In the past when you want to publish video to a computer, it was pretty difficult. You had different media players for different platforms. Maybe it was Windows Media on a PC or a QuickTime Movie with the Sorenson Codec on a Mac, it was just confusing. You had to put out lots of different formats and it wasn't uncommon to have a small, medium, and large for three different platforms on your website. This was a lot of stuff to manage to keep track of, lot of things to do, just a lot of extra work. And it really was just a pain in the butt.
Well, these days it's gotten easier and that's because we could take advantage of more standard formats like the H.264 format, which is an MPEG-4 file. What I'd like to show you now is an application called Adobe Media Encoder. Adobe Media Encoder is bundled with most of the applications that are designed for web work or video work in the Adobe Creative Suite. So chances are if you're using Adobe software, you have Adobe Media Encoder. Now don't worry. In another exercise we're going to go ahead and cover other compression tools.
We're going to just use Media Encoder because it's cross-platform and chances are you already own it. Let's take a look at how it works. When you launch Adobe Media Encoder, it's a big window with not much in it. Remember, this is not creative software; this is a utility. You go ahead and click the Plus button to add an item. Now when you export a video file, chances are it's going to be pretty big. If you're working with an Adobe software tool, you also have the option to send directly from programs like Adobe Premiere Pro or Adobe AfterEffects, directly to the Encoder without having to export a self-contained movie first.
You'll see the file is in there. If I click Format, we have several options to choose from. Notice here, there's way more choices than you probably have knowledge to use. After all, when was the last time you needed to create a DPX file, unless you were out there working in Hollywood? What you're going to most commonly choose is the H.264. Not the Blu-ray option; just the straight-up H.264 file format. When you do that, you'll notice that there are several presets next to it.
These presets equate to different devices that you want to target. You'll notice that we have settings for common electronic devices like iPods and iPads. But for computers, I typically recommend that you choose something between Apple TV and HDTV. The benefit of these settings is that they're very high-quality, high-definition video. The Apple TV preset is well-suited for playback on a television. The HDTV ones are actually good enough to use on broadcast television.
But they are significantly smaller than the original file size. The use of H.264 compression is a very modern tool. And what it allows you to do is significantly reduce the file size of your file before you upload it to a video sharing site. This is going to cut down on the upload time and also reduce the limits that might be placed on you, because most of these sites will place a restriction as to how big of a file you could post.
Precompressing is usually the only way around these limitations and it will give you much better results. Now you'll notice in the same list that we actually have presets for Vimeo and YouTube. So if you are targeting one of those video sharing services, you can also choose that as well. I'm going to go ahead and specify that this is a 24P material and I want a high-quality HD file. If I want, I can go ahead and simply select that and choose Edit>Duplicate and then choose another preset such as YouTube HD and duplicate that again.

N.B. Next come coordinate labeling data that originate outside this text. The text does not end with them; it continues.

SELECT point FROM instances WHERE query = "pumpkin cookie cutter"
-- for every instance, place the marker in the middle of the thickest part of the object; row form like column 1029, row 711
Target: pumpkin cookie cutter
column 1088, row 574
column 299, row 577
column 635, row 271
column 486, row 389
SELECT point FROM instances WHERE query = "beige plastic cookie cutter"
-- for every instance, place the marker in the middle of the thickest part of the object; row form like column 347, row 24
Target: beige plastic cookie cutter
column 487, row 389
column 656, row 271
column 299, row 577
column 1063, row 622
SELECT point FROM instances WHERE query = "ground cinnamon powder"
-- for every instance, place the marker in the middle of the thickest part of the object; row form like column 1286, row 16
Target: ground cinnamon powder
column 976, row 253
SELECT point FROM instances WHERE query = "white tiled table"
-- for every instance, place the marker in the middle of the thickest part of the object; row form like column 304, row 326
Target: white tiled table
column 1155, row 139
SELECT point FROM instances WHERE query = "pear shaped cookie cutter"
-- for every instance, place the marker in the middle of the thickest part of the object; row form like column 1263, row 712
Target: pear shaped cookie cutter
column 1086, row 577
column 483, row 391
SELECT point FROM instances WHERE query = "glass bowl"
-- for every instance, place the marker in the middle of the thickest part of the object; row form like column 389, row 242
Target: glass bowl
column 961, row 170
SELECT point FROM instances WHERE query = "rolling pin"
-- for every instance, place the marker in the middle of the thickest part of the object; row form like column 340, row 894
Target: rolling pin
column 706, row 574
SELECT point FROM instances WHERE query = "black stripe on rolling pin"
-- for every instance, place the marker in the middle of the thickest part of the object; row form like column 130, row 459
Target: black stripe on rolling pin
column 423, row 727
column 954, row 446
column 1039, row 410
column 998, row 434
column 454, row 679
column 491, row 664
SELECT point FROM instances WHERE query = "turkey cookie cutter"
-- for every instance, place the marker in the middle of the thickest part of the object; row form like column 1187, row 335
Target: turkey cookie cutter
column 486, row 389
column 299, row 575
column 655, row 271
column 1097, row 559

And choose one more. In this case, I'll go ahead and make one for Vimeo. Now you might be thinking, why all these presets? Each website has slightly different settings. Now you don't have to make a custom one for YouTube and Vimeo and all these other sites. The advantage though if you do is that your upload time is faster and the end image is going to look cleaner. When you upload the video following the website specifications, your video is typically not recompressed or smooshed as much.

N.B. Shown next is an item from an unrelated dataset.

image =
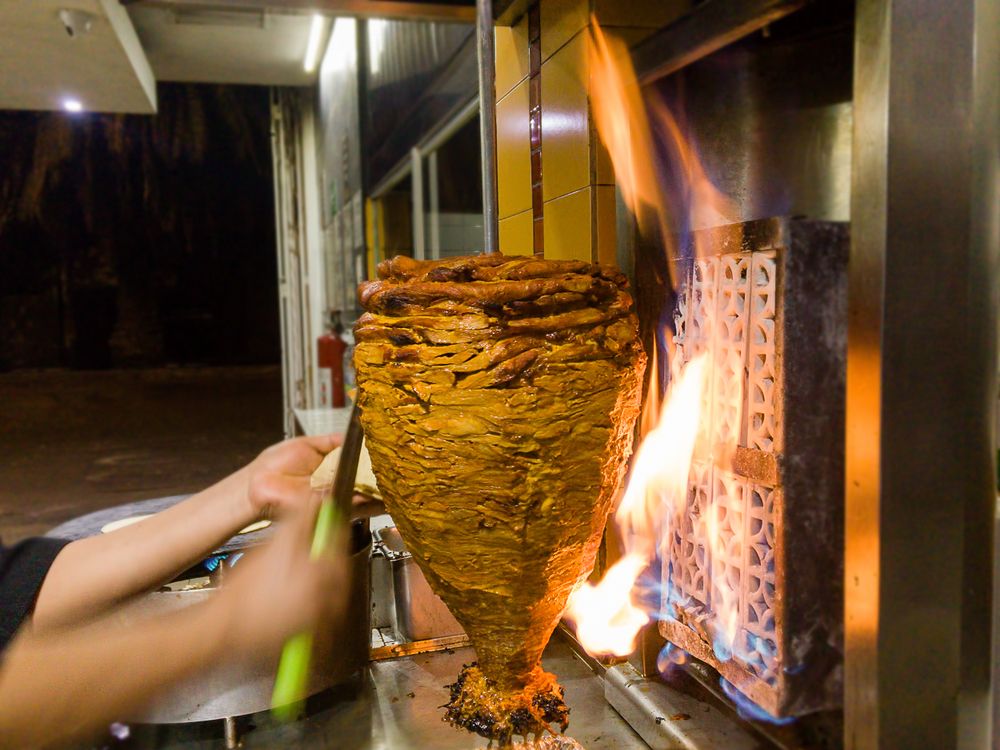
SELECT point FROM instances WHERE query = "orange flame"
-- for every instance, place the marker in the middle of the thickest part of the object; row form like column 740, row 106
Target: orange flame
column 607, row 616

It's going to look better, because you've followed their recommended technical settings and you'll get a cleaner file. This means that your video will be ready to serve up that much faster and it's going to look that much cleaner. When you're set, just click the Play button and everything will start to encode. If you want to, you can click the output path to rename the file or choose a new destination. I'm going to go ahead and just rename these output files, so it's clean and we're going to call this one YT for YouTube, and rename this one VM for Vimeo, so it's clear that I know where these are going to.
Once I look the setting is over and I'm all set, I just click the Play button and it begins to encode. You'll notice that it gives you an estimated time on how long it's going to take to complete this compression. And it will tell you a little bit more about the file as it runs. Now there's much more to video compression, and if you look here on Lynda.com, you'll find some very comprehensive titles on compression that will help you get more out of your specific application. But these presets are a great starting point and really make things easier.
By sticking to the H.264 preset, you will get broad compatibility with both computers and video sharing websites.